Prometeo
- Categories: Literary magazine
- Frequency: Monthly
- Founder: Javier Gómez de la Serna
- Founded: 1908
- First issue: 1 November 1908
- Final issue: 1 March 1912
- Country: Spain
- Based in: Madrid
- Language: Spanish
- ISSN: 1576-1363
- OCLC: 733274174

= Prometeo (magazine) =

Spanish avant-garde magazine (1908–1912)

Prometeo (Spanish: Prometheus) was a monthly avant-garde magazine which existed between 1908 and 1912 in Madrid, Spain. The magazine was established by the avant-garde writer Javier Gómez de la Serna. Its subtitle was revista social y literaria (Spanish: Social and literary magazine).

==History and profile==
Prometeo was launched by Javier Gómez de la Serna in Madrid on 1 November 1908. It came out monthly. Javier Gómez edited the political section of the magazine until issue 11 dated September 1909 when he was appointed general director registries and notaries. Then his son Ramón Gómez de la Serna took charge of the magazine. He also published articles in the magazine. Its major contributors were as follows: Rafael Cansinos-Asséns, Enrique Díez Canedo, Carlos Fernández Shaw, Juan Ramón Jiménez, Gabriel Miró, Cipriano Rivas Cherif, Emilio Carrere and Francisco Villaespesa. The writings of the Italian poet Filippo Tommaso Marinetti were also featured in the magazine.

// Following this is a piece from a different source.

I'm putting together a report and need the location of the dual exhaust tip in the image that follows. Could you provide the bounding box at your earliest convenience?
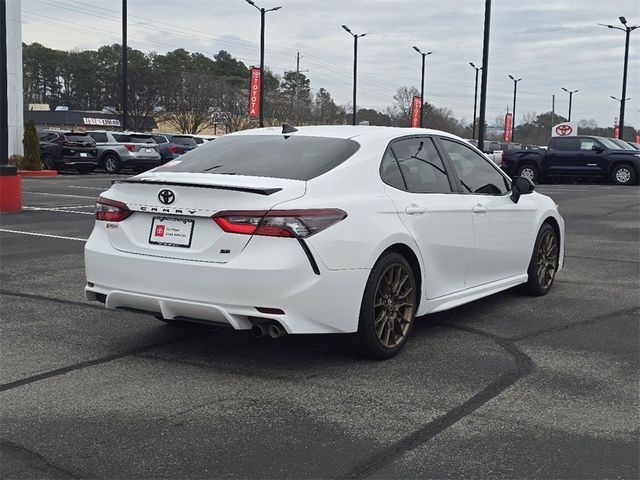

In April 1909 Prometeo published the Spanish translation of the manifesto of futurism written by Filippo Tommaso Marinetti. The text was translated into Spanish by Ramón Gómez. Therefore, it endorsed this new approach which laid the basis of the avant-garde movement. It was the first Spanish periodical which published Spanish translations of the poems by Walt Whitman. The magazine also featured translations of the work by Oscar Wilde, Thomas De Quincey, Anatole France, Maxim Gorky and George Bernard Shaw. The final issue of Prometeo appeared on 1 March 1912.